Chapter Twenty-Eight

31st August to 2nd October

Warning at the bottom of the page as it is a spoiler but angst is pretty much a given!


By the end of August, Lestrade refused to have Sherlock on a crime scene.

"You cannot do this," Sherlock yelled at him in the middle of the office. "You will solve nothing-"

Lestrade said nothing from where he sat on the chair, looking older than his years with his head in his hands.

"-nothing," Sherlock continued to roar. "I saw the back log of cases while I was away. How many people will continue to get away with their crimes, continue to kill because you have a problem with how I ask a question-"

Hands were grabbing at him, trying to calm him down. "For God's sakes," Anderson's voice hissed. "You aren't helping yourself-"

Disgusted, Sherlock wrenched out of Anderson and MaCalister's grip, all the while glaring at Lestrade. The DI had stood at some point, and looked deathly pale.

"Go home," Lestrade ordered, sounding a little unsteady.

"I will not 'go home'," Sherlock sneered. Home was John and John was gone. "Not until you change your mind-"

"You assaulted a witness," Lestrade yelled at him.

"He was lying-"

"You cannot do this," Lestrade shouted, slamming his fist down. "I have a law suit now, I have to throw out every bit of evidence you had your hands on and start again. This is the third time, Sherlock. There will not be a fourth-"

"The law is wrong," Sherlock snarled. "Arbitary and pointless. Technicalities," he scoffed. "Technicalities that lock people up while the law pays for terrorists' funerals."

"Sherlock-"

"How can you let another one get away?" Sherlock continued as the atmosphere turned to a deeply uncomfortable silence. "How can you all stand there and let them get away with it and not have let John?"

In the corner of his eye, he could see Donovan folding her arms, closing her eyes and looking away.

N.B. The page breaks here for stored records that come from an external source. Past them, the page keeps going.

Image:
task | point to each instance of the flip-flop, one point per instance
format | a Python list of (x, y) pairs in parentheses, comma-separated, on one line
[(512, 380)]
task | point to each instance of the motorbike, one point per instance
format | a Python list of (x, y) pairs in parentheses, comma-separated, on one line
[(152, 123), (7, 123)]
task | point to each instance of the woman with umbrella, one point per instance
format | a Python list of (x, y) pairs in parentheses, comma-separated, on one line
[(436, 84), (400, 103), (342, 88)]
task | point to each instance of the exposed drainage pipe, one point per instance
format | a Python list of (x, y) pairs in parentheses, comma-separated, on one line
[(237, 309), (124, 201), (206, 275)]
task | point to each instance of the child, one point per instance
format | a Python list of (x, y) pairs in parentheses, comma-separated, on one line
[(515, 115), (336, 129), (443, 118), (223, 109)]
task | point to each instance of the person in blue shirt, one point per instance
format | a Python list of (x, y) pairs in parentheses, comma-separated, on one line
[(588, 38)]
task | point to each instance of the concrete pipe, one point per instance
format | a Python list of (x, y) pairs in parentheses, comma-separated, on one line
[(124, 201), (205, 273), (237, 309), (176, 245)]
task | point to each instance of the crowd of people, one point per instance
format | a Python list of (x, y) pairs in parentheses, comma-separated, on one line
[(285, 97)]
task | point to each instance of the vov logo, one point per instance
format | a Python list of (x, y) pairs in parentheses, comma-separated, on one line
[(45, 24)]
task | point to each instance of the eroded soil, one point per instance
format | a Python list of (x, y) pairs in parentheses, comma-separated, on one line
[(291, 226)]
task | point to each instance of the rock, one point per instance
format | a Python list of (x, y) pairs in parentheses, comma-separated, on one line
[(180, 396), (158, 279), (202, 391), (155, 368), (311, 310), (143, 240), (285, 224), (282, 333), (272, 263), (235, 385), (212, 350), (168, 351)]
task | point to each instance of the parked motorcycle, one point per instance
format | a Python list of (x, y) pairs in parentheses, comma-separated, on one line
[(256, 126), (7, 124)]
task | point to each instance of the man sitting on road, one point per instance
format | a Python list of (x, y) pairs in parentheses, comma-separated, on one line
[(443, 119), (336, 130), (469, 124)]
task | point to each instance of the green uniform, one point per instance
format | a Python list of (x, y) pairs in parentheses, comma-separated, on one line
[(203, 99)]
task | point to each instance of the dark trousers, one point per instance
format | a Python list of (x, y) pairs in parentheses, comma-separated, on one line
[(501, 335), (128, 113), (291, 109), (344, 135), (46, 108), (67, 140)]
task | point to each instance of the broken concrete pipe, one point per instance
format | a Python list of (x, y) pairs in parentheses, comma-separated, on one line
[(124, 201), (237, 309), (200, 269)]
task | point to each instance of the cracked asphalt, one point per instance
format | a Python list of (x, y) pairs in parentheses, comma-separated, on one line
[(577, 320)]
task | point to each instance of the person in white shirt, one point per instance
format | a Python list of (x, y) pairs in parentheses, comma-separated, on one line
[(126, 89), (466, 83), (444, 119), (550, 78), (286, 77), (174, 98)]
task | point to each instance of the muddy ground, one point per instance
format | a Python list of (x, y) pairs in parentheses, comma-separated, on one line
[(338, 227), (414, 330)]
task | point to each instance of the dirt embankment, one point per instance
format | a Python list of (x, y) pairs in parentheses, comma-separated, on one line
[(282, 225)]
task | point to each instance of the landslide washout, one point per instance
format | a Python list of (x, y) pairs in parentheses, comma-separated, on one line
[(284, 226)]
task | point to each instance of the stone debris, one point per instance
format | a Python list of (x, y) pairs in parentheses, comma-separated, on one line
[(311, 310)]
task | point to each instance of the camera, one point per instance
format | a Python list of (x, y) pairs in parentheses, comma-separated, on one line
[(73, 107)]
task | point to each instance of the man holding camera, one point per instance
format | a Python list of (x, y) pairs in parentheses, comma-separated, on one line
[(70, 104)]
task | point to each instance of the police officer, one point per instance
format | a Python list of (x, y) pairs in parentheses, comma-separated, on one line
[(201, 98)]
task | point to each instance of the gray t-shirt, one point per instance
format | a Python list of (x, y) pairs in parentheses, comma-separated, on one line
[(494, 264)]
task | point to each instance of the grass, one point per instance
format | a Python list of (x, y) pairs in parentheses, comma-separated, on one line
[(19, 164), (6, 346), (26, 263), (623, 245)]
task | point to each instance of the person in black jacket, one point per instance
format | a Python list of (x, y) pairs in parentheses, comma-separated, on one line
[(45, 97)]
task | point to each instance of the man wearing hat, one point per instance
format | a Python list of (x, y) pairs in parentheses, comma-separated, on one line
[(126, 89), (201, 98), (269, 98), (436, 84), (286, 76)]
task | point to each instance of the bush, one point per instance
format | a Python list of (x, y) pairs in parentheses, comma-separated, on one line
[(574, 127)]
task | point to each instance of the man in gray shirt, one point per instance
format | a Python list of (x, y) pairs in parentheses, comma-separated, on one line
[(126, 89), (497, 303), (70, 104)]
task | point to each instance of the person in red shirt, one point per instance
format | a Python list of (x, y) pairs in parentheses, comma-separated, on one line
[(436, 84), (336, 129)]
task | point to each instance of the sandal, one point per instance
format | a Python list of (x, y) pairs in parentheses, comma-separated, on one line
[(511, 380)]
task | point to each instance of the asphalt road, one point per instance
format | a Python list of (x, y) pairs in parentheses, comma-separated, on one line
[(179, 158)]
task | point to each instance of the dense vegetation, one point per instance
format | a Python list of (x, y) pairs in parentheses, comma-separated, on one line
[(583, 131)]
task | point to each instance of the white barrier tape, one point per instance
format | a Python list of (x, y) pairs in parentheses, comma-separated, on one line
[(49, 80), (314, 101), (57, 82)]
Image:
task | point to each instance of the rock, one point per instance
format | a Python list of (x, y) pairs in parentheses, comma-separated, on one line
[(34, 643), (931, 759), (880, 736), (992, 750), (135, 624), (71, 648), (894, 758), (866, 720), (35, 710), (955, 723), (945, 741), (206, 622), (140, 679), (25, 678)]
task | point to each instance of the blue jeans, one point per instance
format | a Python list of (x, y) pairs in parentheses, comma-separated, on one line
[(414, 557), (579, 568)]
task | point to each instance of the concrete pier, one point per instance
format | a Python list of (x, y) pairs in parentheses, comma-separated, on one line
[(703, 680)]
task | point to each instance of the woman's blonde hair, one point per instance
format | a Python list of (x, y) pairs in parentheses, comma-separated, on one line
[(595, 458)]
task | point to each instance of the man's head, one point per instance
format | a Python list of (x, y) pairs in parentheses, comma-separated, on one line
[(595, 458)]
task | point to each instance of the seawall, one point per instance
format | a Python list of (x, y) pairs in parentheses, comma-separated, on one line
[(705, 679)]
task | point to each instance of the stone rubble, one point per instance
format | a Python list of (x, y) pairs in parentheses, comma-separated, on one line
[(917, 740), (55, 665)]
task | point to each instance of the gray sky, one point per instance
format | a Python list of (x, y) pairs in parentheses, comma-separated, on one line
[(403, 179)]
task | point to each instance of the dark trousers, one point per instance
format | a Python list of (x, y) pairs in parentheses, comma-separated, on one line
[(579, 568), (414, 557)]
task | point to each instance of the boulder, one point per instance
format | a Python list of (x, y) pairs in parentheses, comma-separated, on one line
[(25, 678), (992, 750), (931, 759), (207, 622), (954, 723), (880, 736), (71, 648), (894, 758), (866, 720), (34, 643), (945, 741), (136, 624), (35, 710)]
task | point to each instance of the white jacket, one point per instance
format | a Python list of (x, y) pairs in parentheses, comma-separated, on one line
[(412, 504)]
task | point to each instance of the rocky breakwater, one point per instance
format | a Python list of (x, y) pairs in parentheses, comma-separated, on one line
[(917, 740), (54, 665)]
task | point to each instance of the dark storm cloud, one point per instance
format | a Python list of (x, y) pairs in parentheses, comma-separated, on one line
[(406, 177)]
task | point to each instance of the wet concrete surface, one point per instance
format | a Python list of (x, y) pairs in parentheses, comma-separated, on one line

"We do not make the law or pass judgment," Lestrade said quietly. "It's not our job and, for the moment Sherlock, this is not yours."

Sherlock shook his head, staring at him furiously.

"Send a memo," Lestrade said to Maggie, who was standing off to the side. "Sherlock Holmes is not permitted to cross police lines. Any attempt to do so will result in a night in the cells, away from his daughter."

Sherlock stared at him.

"You are finished," Sherlock promised.

The office was silent as the grave when he turned on his heel and walked out.


2nd September

"Lestrade came to see me last week," John said quietly.

Sherlock stared at the wall, drumming his fingers on the table.

"Sherlock-"

"I do not want to hear it," Sherlock snapped. "Whatever you're about to preach at me, I do not want to hear it."

Across from him, John put his head in his hands for a moment, then scraped them back through his hair, tousling it. "I get that at the moment it must seem unfair-"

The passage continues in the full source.